On the following figures are presented the solutions obtained on the final grid of maximum level Lmax = 8. One sees that the code has reasonnably well captured the slip-lines: the lightblue colour indicates regions where E2', the second invariant of the deviatoric strain-rate tensor, is maximal, the velocity norm shows a rigid wedge and two regions on each side of constant velocity, and the velocity field displays three regions of apparent rigid movement and two of rotation, as expected:
On the following figures are shown the succession of increasing level grids that were built in order to reach the final grid. Figure a) represents the portion of the initial uniform grid of interest. The solution is first computed on this grid, and is used to refine a new grid down to level 6 (Figure b). Once the solution is obtained on this grid, and as long as the refinement based on this solution leads to an octree that does not comply with the C2 criterion, the process is iterated, until we reach a stable grid (Figures c and d). It is then used to generate a level 7 grid (Figures e). After some grid iterations, the algorithm carries on to level Lmax = 8 (Figures g and h).
It is to be noticed that this algorithm allows for grids to evolve at a given constant level, and that, given the set of refinement parameters input by the user, it computes the best/smallest grid satisfying the conditions, hence insuring that no memory is wasted. The transition from level 7 to level 8 grids is a good illustration of this process: the refinement criterion based on the velocity field computed on grid f) overestimates the grid structure g) that ultimately evolves into h). Similar qualitative results have already been obtained previously by Zienkiewicz et al. (1995) with mainly adaptive triangular meshes.
Similar experiments have already been performed in three dimensions to investigate the importance of an imposed velocity in a direction perpendicular to the shortening (folding) direction (Kaus and Schmalholz, 2006).
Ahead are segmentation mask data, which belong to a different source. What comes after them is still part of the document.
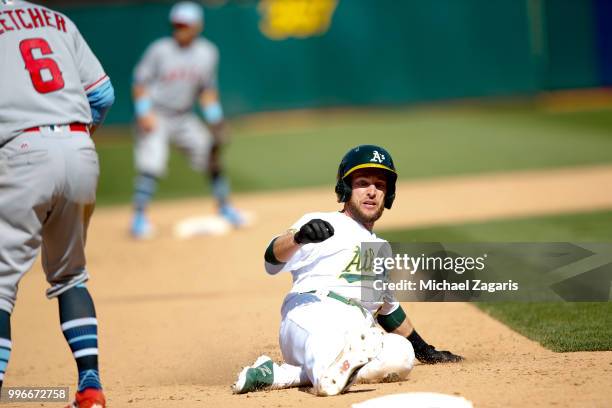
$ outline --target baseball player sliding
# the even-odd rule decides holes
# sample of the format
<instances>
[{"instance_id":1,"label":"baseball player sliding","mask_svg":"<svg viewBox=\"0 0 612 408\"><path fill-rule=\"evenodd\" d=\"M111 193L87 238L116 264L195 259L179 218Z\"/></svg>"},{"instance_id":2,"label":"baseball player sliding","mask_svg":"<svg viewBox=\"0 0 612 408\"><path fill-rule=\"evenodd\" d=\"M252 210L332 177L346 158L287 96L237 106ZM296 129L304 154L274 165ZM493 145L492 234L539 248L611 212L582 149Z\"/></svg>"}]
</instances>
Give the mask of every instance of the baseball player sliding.
<instances>
[{"instance_id":1,"label":"baseball player sliding","mask_svg":"<svg viewBox=\"0 0 612 408\"><path fill-rule=\"evenodd\" d=\"M134 109L138 132L131 232L151 236L145 211L160 177L166 172L168 145L174 143L189 158L191 167L210 178L219 213L234 226L244 219L228 202L229 185L223 176L220 149L224 141L223 110L217 91L219 51L199 37L204 24L202 8L180 2L170 11L172 38L155 41L134 72ZM192 112L199 101L209 130ZM212 133L212 136L211 136Z\"/></svg>"},{"instance_id":2,"label":"baseball player sliding","mask_svg":"<svg viewBox=\"0 0 612 408\"><path fill-rule=\"evenodd\" d=\"M78 369L70 407L102 408L84 247L99 174L90 135L113 87L68 17L26 1L0 1L0 55L0 387L17 286L42 244L47 296Z\"/></svg>"},{"instance_id":3,"label":"baseball player sliding","mask_svg":"<svg viewBox=\"0 0 612 408\"><path fill-rule=\"evenodd\" d=\"M311 384L317 395L337 395L355 381L403 380L415 356L426 364L462 360L427 344L393 298L359 300L363 275L356 254L362 242L386 242L372 229L393 205L396 179L388 151L355 147L338 168L342 211L306 214L270 242L266 271L293 275L281 308L285 363L259 357L239 374L235 393Z\"/></svg>"}]
</instances>

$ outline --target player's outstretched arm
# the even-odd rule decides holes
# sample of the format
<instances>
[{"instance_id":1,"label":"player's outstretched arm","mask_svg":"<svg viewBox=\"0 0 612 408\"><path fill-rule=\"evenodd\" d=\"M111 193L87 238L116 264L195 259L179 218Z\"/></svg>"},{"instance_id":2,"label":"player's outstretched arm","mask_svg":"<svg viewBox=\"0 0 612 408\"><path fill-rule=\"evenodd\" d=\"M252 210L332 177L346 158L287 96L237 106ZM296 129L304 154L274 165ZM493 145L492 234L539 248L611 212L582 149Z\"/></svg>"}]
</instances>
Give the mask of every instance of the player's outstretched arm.
<instances>
[{"instance_id":1,"label":"player's outstretched arm","mask_svg":"<svg viewBox=\"0 0 612 408\"><path fill-rule=\"evenodd\" d=\"M293 239L294 235L293 231L287 231L283 235L274 238L270 245L268 245L268 248L266 248L266 262L273 265L287 263L301 246Z\"/></svg>"},{"instance_id":2,"label":"player's outstretched arm","mask_svg":"<svg viewBox=\"0 0 612 408\"><path fill-rule=\"evenodd\" d=\"M266 249L266 262L273 265L286 263L302 245L323 242L334 235L334 227L324 220L315 218L298 231L290 230L276 237Z\"/></svg>"}]
</instances>

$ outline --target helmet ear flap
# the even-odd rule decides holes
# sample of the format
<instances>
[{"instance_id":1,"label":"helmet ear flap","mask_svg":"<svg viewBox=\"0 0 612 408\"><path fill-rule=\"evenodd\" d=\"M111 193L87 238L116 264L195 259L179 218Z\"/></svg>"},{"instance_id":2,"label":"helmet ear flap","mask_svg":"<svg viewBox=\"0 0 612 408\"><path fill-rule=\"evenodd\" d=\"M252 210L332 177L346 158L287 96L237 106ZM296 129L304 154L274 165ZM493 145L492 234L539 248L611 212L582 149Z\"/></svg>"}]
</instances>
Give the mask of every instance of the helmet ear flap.
<instances>
[{"instance_id":1,"label":"helmet ear flap","mask_svg":"<svg viewBox=\"0 0 612 408\"><path fill-rule=\"evenodd\" d=\"M393 206L393 200L395 200L395 191L393 192L393 194L387 194L385 196L385 208L387 210L390 210Z\"/></svg>"},{"instance_id":2,"label":"helmet ear flap","mask_svg":"<svg viewBox=\"0 0 612 408\"><path fill-rule=\"evenodd\" d=\"M338 197L339 203L345 203L351 198L351 186L344 181L344 179L339 178L336 182L336 196Z\"/></svg>"},{"instance_id":3,"label":"helmet ear flap","mask_svg":"<svg viewBox=\"0 0 612 408\"><path fill-rule=\"evenodd\" d=\"M390 210L393 206L393 201L395 200L395 183L397 181L397 175L395 173L387 173L389 176L387 178L387 194L385 194L385 208Z\"/></svg>"}]
</instances>

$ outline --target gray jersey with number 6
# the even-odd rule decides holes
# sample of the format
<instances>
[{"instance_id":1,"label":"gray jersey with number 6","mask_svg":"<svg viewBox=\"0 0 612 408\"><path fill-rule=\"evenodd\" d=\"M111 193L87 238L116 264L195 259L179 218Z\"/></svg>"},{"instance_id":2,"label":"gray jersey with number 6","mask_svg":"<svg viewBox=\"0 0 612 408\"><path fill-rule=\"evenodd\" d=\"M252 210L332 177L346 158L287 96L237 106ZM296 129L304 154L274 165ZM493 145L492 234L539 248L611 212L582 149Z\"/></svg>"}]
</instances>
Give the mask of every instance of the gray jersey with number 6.
<instances>
[{"instance_id":1,"label":"gray jersey with number 6","mask_svg":"<svg viewBox=\"0 0 612 408\"><path fill-rule=\"evenodd\" d=\"M0 2L0 55L0 145L33 126L91 122L87 93L108 78L68 17Z\"/></svg>"}]
</instances>

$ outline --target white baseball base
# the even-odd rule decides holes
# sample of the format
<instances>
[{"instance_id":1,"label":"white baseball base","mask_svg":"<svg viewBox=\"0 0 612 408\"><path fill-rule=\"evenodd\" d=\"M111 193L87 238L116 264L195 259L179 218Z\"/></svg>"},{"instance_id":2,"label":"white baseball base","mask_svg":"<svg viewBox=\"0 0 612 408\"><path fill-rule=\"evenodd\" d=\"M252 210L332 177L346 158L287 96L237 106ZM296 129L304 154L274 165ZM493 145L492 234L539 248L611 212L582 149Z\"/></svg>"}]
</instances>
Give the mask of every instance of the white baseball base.
<instances>
[{"instance_id":1,"label":"white baseball base","mask_svg":"<svg viewBox=\"0 0 612 408\"><path fill-rule=\"evenodd\" d=\"M243 227L253 224L255 217L251 212L240 212L246 223ZM206 215L185 218L174 225L174 237L178 239L189 239L205 235L226 235L234 227L219 215Z\"/></svg>"},{"instance_id":2,"label":"white baseball base","mask_svg":"<svg viewBox=\"0 0 612 408\"><path fill-rule=\"evenodd\" d=\"M436 392L407 392L391 394L358 402L352 408L474 408L463 397Z\"/></svg>"}]
</instances>

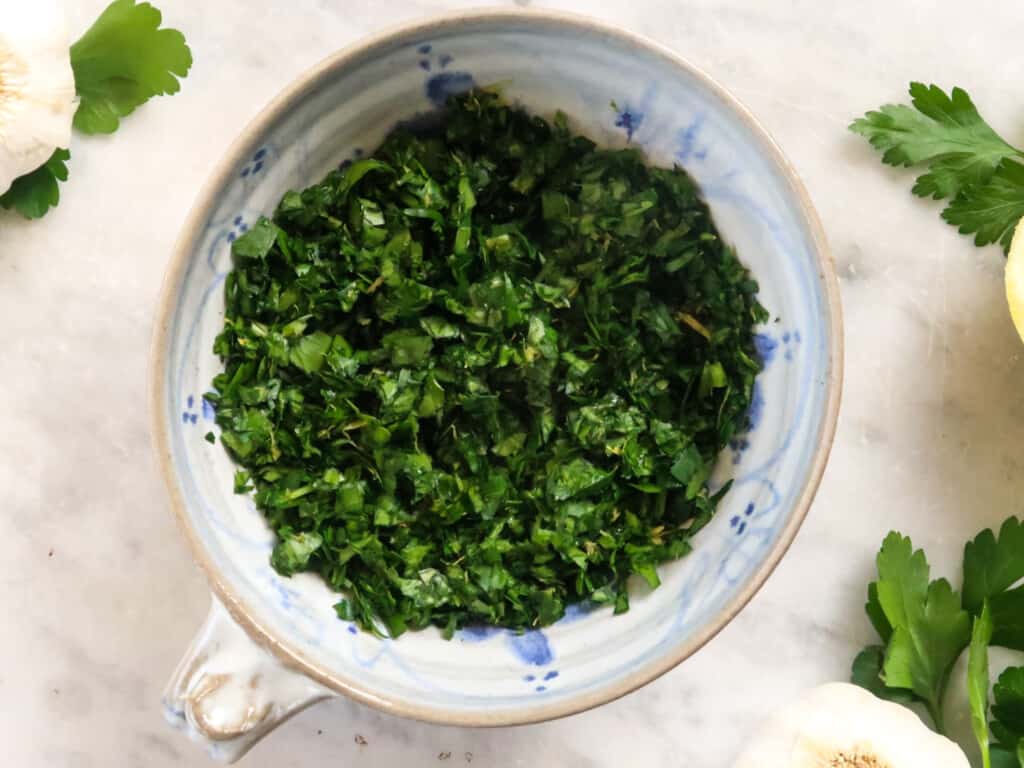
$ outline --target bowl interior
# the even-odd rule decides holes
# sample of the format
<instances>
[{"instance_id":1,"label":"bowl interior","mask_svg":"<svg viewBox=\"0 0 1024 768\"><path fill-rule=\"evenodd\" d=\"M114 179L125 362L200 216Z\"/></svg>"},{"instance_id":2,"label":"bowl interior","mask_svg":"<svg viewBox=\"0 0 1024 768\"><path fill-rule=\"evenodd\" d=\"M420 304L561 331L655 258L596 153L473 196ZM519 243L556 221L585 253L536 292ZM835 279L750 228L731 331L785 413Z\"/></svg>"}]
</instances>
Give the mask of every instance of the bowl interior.
<instances>
[{"instance_id":1,"label":"bowl interior","mask_svg":"<svg viewBox=\"0 0 1024 768\"><path fill-rule=\"evenodd\" d=\"M281 195L369 153L399 120L455 90L500 84L544 116L566 112L606 146L642 147L685 167L718 225L760 281L772 321L753 428L722 456L735 477L689 557L637 585L631 610L576 609L543 631L436 631L377 639L340 621L318 578L280 577L273 535L250 498L203 400L221 365L231 241ZM684 658L749 598L806 511L835 419L831 274L813 214L759 129L702 75L628 36L586 22L484 14L380 38L323 65L257 120L207 188L172 265L158 330L157 431L172 495L199 559L222 594L293 659L336 688L392 711L465 723L511 723L582 709ZM252 628L252 626L250 628Z\"/></svg>"}]
</instances>

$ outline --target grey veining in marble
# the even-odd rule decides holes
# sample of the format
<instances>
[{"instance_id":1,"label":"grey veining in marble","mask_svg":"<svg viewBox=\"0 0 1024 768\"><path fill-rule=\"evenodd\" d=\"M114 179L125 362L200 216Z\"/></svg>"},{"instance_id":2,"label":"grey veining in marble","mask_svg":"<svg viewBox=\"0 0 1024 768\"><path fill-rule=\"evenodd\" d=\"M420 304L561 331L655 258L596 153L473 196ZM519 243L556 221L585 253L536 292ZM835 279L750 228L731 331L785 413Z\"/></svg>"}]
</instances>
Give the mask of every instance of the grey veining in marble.
<instances>
[{"instance_id":1,"label":"grey veining in marble","mask_svg":"<svg viewBox=\"0 0 1024 768\"><path fill-rule=\"evenodd\" d=\"M849 120L925 79L967 87L1022 139L1011 0L514 0L647 34L730 88L805 179L835 250L846 393L830 467L790 554L705 650L567 720L471 731L340 700L259 745L253 768L726 768L769 709L845 676L863 590L898 527L958 576L963 541L1020 512L1024 361L1002 256L976 250L883 168ZM166 768L204 756L160 689L207 609L148 435L147 354L164 263L198 185L304 68L459 0L159 0L196 64L113 138L76 137L61 206L0 215L0 742L18 768ZM508 0L509 5L513 0ZM69 2L84 29L104 0Z\"/></svg>"}]
</instances>

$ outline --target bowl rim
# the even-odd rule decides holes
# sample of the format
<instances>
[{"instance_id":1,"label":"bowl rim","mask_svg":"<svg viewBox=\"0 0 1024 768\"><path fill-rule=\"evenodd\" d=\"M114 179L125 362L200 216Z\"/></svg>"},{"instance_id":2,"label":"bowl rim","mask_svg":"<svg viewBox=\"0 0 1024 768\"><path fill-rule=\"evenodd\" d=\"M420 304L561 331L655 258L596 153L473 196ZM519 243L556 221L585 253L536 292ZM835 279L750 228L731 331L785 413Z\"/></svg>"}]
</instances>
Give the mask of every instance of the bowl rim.
<instances>
[{"instance_id":1,"label":"bowl rim","mask_svg":"<svg viewBox=\"0 0 1024 768\"><path fill-rule=\"evenodd\" d=\"M817 444L811 460L810 472L789 520L768 555L744 585L743 589L705 627L670 652L647 662L619 680L601 685L585 693L577 694L561 701L539 702L534 706L527 705L524 707L486 710L457 710L443 706L392 701L387 697L378 695L372 690L363 687L358 681L349 679L345 675L337 674L325 668L314 659L309 658L299 648L289 642L287 637L276 636L255 618L255 614L249 605L236 594L231 585L221 575L216 563L206 551L197 531L193 528L186 514L187 503L182 494L171 459L169 421L164 418L164 404L168 396L165 386L165 371L167 370L167 358L171 347L170 334L177 305L176 300L190 263L190 257L195 250L194 246L198 240L202 224L215 201L217 192L229 181L234 169L243 163L247 157L245 152L253 142L254 137L272 126L289 110L293 103L301 99L318 82L331 77L335 72L347 66L352 60L363 56L371 49L387 45L392 41L402 38L430 37L444 31L446 28L462 24L501 24L502 22L527 22L536 23L541 26L569 27L579 31L606 35L618 39L627 45L645 49L666 63L683 70L689 76L695 78L746 124L754 134L755 141L759 143L760 149L774 163L784 182L797 200L804 224L811 237L811 245L817 258L820 283L825 289L823 299L828 318L828 328L825 329L823 336L829 345L825 373L826 380L828 381L828 391L825 399L824 417L816 436ZM643 35L621 29L610 22L600 21L575 13L540 9L469 9L432 15L426 19L392 25L380 32L360 38L307 69L249 121L207 178L185 219L181 234L174 245L164 274L155 315L150 349L149 376L149 411L154 448L178 527L188 541L193 559L206 575L214 596L223 603L234 621L238 623L254 642L272 652L286 667L312 678L331 690L390 714L444 725L525 725L584 712L625 696L660 677L710 642L736 617L764 585L782 557L789 550L797 531L807 516L807 512L821 483L821 477L835 439L843 384L842 305L835 265L828 241L818 214L799 175L783 154L779 145L757 118L711 76L666 45L653 41Z\"/></svg>"}]
</instances>

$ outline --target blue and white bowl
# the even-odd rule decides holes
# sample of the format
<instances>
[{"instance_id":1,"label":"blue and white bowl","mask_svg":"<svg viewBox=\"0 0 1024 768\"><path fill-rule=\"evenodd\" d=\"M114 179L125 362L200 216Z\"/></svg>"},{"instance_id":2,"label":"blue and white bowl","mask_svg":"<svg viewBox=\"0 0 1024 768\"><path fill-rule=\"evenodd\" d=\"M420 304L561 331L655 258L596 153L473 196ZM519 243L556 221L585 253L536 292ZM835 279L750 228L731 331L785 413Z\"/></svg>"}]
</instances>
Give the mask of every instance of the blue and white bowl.
<instances>
[{"instance_id":1,"label":"blue and white bowl","mask_svg":"<svg viewBox=\"0 0 1024 768\"><path fill-rule=\"evenodd\" d=\"M694 552L638 587L631 609L577 608L542 631L434 630L380 639L337 618L316 576L279 576L274 537L232 492L234 466L203 438L221 364L222 283L234 238L281 195L371 152L399 121L452 92L500 83L566 112L601 144L642 148L699 182L761 286L765 370L751 429L721 457L735 477ZM614 105L614 106L613 106ZM153 352L153 418L170 491L214 593L210 619L165 697L168 718L237 757L276 723L337 693L446 724L568 715L653 680L708 642L778 564L811 504L839 407L839 299L811 203L778 147L720 86L675 53L581 18L487 11L376 37L317 66L245 130L193 208L168 270Z\"/></svg>"}]
</instances>

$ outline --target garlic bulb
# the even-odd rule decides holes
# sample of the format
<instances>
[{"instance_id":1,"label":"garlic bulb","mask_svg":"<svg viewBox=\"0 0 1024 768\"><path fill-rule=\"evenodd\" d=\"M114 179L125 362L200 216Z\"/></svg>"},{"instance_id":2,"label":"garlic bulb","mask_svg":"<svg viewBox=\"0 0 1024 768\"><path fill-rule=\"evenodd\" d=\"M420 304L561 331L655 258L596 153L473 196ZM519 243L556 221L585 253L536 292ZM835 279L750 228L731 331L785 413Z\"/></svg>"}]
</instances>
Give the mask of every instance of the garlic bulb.
<instances>
[{"instance_id":1,"label":"garlic bulb","mask_svg":"<svg viewBox=\"0 0 1024 768\"><path fill-rule=\"evenodd\" d=\"M76 106L56 0L0 0L0 194L68 146Z\"/></svg>"},{"instance_id":2,"label":"garlic bulb","mask_svg":"<svg viewBox=\"0 0 1024 768\"><path fill-rule=\"evenodd\" d=\"M830 683L774 715L735 768L970 768L963 751L913 712Z\"/></svg>"}]
</instances>

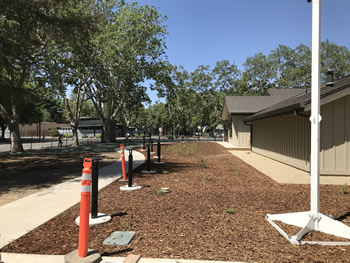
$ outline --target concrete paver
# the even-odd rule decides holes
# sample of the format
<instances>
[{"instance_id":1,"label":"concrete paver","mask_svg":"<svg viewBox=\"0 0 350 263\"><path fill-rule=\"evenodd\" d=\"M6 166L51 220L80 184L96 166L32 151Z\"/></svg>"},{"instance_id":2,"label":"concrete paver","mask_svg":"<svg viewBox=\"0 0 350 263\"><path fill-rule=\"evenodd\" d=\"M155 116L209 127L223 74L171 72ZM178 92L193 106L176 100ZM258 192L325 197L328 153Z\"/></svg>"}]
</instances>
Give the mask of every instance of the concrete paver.
<instances>
[{"instance_id":1,"label":"concrete paver","mask_svg":"<svg viewBox=\"0 0 350 263\"><path fill-rule=\"evenodd\" d=\"M135 151L133 159L133 166L136 168L145 158ZM120 161L99 169L99 189L119 179L122 176L121 171ZM77 177L1 206L0 248L78 203L80 181L81 177Z\"/></svg>"},{"instance_id":2,"label":"concrete paver","mask_svg":"<svg viewBox=\"0 0 350 263\"><path fill-rule=\"evenodd\" d=\"M292 166L272 160L250 151L232 151L234 156L240 158L250 166L266 174L281 184L310 184L310 173L296 169ZM320 176L320 184L350 185L350 176Z\"/></svg>"}]
</instances>

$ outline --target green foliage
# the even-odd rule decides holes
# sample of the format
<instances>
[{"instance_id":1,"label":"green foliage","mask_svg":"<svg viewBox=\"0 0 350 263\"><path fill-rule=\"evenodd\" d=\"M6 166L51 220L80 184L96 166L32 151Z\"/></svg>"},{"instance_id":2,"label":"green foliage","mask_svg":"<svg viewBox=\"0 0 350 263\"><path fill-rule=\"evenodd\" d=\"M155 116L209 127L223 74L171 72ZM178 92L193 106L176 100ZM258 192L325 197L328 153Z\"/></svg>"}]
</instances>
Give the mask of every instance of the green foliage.
<instances>
[{"instance_id":1,"label":"green foliage","mask_svg":"<svg viewBox=\"0 0 350 263\"><path fill-rule=\"evenodd\" d=\"M347 184L344 184L342 185L340 191L339 191L342 195L346 195L350 192L349 188L348 188L348 185Z\"/></svg>"},{"instance_id":2,"label":"green foliage","mask_svg":"<svg viewBox=\"0 0 350 263\"><path fill-rule=\"evenodd\" d=\"M211 181L213 181L213 179L209 178L209 176L207 174L205 174L205 175L202 176L202 181L204 181L204 182L211 182Z\"/></svg>"},{"instance_id":3,"label":"green foliage","mask_svg":"<svg viewBox=\"0 0 350 263\"><path fill-rule=\"evenodd\" d=\"M87 136L86 134L82 134L82 135L81 135L81 138L84 138L84 139L85 139L85 138L87 138L87 137L88 137L88 136Z\"/></svg>"},{"instance_id":4,"label":"green foliage","mask_svg":"<svg viewBox=\"0 0 350 263\"><path fill-rule=\"evenodd\" d=\"M236 174L237 174L237 175L240 175L240 174L241 174L241 170L237 170L237 171L236 171Z\"/></svg>"},{"instance_id":5,"label":"green foliage","mask_svg":"<svg viewBox=\"0 0 350 263\"><path fill-rule=\"evenodd\" d=\"M49 131L47 132L47 134L48 134L49 136L52 136L52 137L57 137L57 136L59 135L57 129L49 130Z\"/></svg>"},{"instance_id":6,"label":"green foliage","mask_svg":"<svg viewBox=\"0 0 350 263\"><path fill-rule=\"evenodd\" d=\"M162 189L158 189L157 190L157 195L164 195L165 194L165 192L162 190Z\"/></svg>"},{"instance_id":7,"label":"green foliage","mask_svg":"<svg viewBox=\"0 0 350 263\"><path fill-rule=\"evenodd\" d=\"M182 143L177 143L177 144L173 144L172 146L168 147L167 151L171 152L174 151L175 149L181 147Z\"/></svg>"},{"instance_id":8,"label":"green foliage","mask_svg":"<svg viewBox=\"0 0 350 263\"><path fill-rule=\"evenodd\" d=\"M101 138L102 135L101 134L96 134L96 138Z\"/></svg>"},{"instance_id":9,"label":"green foliage","mask_svg":"<svg viewBox=\"0 0 350 263\"><path fill-rule=\"evenodd\" d=\"M63 134L63 137L64 138L73 138L73 135L72 134Z\"/></svg>"},{"instance_id":10,"label":"green foliage","mask_svg":"<svg viewBox=\"0 0 350 263\"><path fill-rule=\"evenodd\" d=\"M194 151L194 149L196 148L196 146L197 146L197 143L192 143L192 144L191 144L191 148L188 150L188 154L189 154L189 155L192 155L192 154L193 154L193 151Z\"/></svg>"},{"instance_id":11,"label":"green foliage","mask_svg":"<svg viewBox=\"0 0 350 263\"><path fill-rule=\"evenodd\" d=\"M235 210L232 209L232 208L227 208L227 209L225 210L225 212L226 212L227 214L233 215L233 214L235 213Z\"/></svg>"},{"instance_id":12,"label":"green foliage","mask_svg":"<svg viewBox=\"0 0 350 263\"><path fill-rule=\"evenodd\" d=\"M129 222L123 222L122 223L122 229L123 231L130 231L134 228L134 225Z\"/></svg>"},{"instance_id":13,"label":"green foliage","mask_svg":"<svg viewBox=\"0 0 350 263\"><path fill-rule=\"evenodd\" d=\"M207 162L204 159L203 155L199 156L198 159L199 159L199 167L200 168L208 168Z\"/></svg>"},{"instance_id":14,"label":"green foliage","mask_svg":"<svg viewBox=\"0 0 350 263\"><path fill-rule=\"evenodd\" d=\"M188 143L182 143L182 145L180 147L177 148L177 152L181 153L182 151L184 151L187 147L189 146Z\"/></svg>"},{"instance_id":15,"label":"green foliage","mask_svg":"<svg viewBox=\"0 0 350 263\"><path fill-rule=\"evenodd\" d=\"M163 173L163 174L168 174L169 172L168 172L168 171L166 171L166 170L164 170L162 173Z\"/></svg>"}]
</instances>

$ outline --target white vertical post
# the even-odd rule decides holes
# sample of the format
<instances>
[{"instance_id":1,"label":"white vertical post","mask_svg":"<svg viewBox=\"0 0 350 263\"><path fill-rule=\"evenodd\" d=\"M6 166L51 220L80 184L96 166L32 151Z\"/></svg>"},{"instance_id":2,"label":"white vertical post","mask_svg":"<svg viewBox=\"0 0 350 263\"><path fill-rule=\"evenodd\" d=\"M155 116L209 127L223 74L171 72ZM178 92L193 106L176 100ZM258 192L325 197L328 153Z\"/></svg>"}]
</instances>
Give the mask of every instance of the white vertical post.
<instances>
[{"instance_id":1,"label":"white vertical post","mask_svg":"<svg viewBox=\"0 0 350 263\"><path fill-rule=\"evenodd\" d=\"M320 212L320 35L321 0L312 1L311 213Z\"/></svg>"}]
</instances>

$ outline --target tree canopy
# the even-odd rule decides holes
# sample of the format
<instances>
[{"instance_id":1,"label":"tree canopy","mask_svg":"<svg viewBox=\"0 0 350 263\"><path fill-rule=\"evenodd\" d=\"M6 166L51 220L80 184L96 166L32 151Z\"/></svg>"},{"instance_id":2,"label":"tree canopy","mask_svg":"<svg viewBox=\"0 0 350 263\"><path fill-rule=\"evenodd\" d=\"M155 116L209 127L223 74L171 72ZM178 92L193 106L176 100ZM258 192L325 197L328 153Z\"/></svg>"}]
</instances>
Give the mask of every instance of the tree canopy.
<instances>
[{"instance_id":1,"label":"tree canopy","mask_svg":"<svg viewBox=\"0 0 350 263\"><path fill-rule=\"evenodd\" d=\"M23 151L19 125L69 122L79 144L80 117L99 117L102 141L116 124L174 135L213 132L224 97L266 95L311 86L311 50L279 45L248 57L242 68L221 60L189 72L166 57L166 16L123 0L0 2L0 124L11 152ZM350 51L321 44L322 81L350 73ZM151 104L146 81L164 103ZM68 95L70 94L70 96Z\"/></svg>"}]
</instances>

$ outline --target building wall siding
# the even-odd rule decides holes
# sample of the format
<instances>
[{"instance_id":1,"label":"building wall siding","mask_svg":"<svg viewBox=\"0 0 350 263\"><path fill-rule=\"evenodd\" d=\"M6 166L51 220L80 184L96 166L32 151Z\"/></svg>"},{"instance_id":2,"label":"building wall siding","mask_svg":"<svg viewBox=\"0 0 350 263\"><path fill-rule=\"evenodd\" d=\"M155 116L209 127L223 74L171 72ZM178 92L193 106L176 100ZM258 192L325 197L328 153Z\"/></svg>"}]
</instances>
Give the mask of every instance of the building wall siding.
<instances>
[{"instance_id":1,"label":"building wall siding","mask_svg":"<svg viewBox=\"0 0 350 263\"><path fill-rule=\"evenodd\" d=\"M350 95L321 107L320 173L350 175ZM253 122L252 151L309 171L310 121L286 115Z\"/></svg>"},{"instance_id":2,"label":"building wall siding","mask_svg":"<svg viewBox=\"0 0 350 263\"><path fill-rule=\"evenodd\" d=\"M250 141L250 126L245 125L243 119L247 116L232 116L231 121L231 131L228 138L228 142L241 147L249 147Z\"/></svg>"},{"instance_id":3,"label":"building wall siding","mask_svg":"<svg viewBox=\"0 0 350 263\"><path fill-rule=\"evenodd\" d=\"M287 115L253 123L252 151L277 161L309 169L310 121L305 117ZM298 141L299 143L293 143ZM307 144L307 145L305 145Z\"/></svg>"}]
</instances>

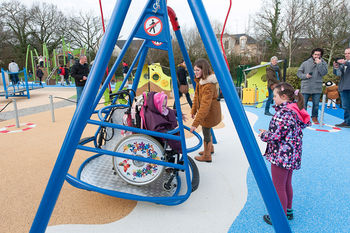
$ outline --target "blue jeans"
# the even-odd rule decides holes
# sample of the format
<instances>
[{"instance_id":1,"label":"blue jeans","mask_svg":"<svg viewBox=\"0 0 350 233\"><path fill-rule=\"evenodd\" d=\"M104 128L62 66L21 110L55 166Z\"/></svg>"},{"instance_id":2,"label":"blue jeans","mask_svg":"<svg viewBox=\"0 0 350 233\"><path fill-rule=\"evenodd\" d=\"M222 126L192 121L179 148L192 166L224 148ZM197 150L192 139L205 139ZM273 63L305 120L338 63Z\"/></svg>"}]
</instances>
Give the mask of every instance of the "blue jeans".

Here, the system is further characterized by a free surface located at distance Δz = 0.05 from the top of the competent layer and subjected to very efficient erosion. Material that is eroded from the region of positive topography is deposited in the regions of negative topography simulating surface processes. An initial small perturbation in the layer thickness is imposed in the upper quarter of the model (x and y < 0.5) to force the folding to initiate near the center of the model as well as to introduce an asymmetry in the system and produce a non-cylindrical fold. The evolution of the model is shown in the following figure:
Figures a) to h) represent equally spaced time steps in the evolution of the system. The non-linear viscosity leads to the formation of a single, asymmetrical fold which rapidly grows and leads to the exhumation of the folding layer, first in the right corner of the experiment (as seen from the reader's point of view), then in the front corner. Further shortening leads to complete erosion of the folding layer along the left boundary of the model and the concomitant filling of the depression created by the down-going limb of the fold near the centre of the model. The folding instability arises from the presence of the more competent layer; as deformation progresses and the layer is exhumed, the instability stops (Figure e) and shortening is accommodated by pure shear of the entire model leading to a progressive tightening of the fold (Figure f to h).